フランスイギリスは、サウジに武器を販売するため、アメリカを除外?

 他に、処刑を知っていた国はフランスとイギリスである。この二つの国はサウード国王の代になってから、自国の武器をサウジに販売するための営業をかけている。アメリカ一辺倒であったサウジの武装に関して、割り込む隙を狙っているのだ。しかし、今回のオバマ大統領のイランの核合意および経済制裁の中止によって、サウジとアメリカの信頼関係が崩壊。イスラエルのネタニヤフ首相と一緒に、アメリカに対して不快感を示すようになった。そのために、空軍の戦闘機からフランス製の戦闘機購入を検討し始めている。
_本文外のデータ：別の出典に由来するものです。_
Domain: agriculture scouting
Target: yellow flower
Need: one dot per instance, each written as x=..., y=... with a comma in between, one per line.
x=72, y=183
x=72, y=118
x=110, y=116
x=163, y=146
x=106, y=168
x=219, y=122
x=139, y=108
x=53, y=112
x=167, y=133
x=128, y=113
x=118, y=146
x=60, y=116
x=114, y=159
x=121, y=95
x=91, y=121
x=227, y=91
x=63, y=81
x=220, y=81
 当然、武器交渉をしているフランスとイギリスの情報部は今回のニムル師処刑を事前に知っていたはずだ。知っていたのであれば、止めることもできたはずであるが、残念ながら、フランスとイギリスも完全に無視していた。いや、むしろ処刑に関して暗黙の了解を与えていた可能性が高い。

 

 もし、オスマントルコ帝国の領土を現在も維持していたならば、当然に、現在ロシアが持つ黒海油田も、イラク北部やISISの支配地域の油田もすべてトルコの持ち物ということになる。要するに中東のパワーバランス、そして原油の供給などに関しては、完全に現在とは異なる内容になっていたはずである。

 その状況から考えれば、エルドアン大統領および現在のトルコ国民が、ロシアに対して特別な感情を持っていることは当然のことであり、なおかつ、旧オスマントルコ帝国版図の復活を夢見るのも十分に理解できる話である。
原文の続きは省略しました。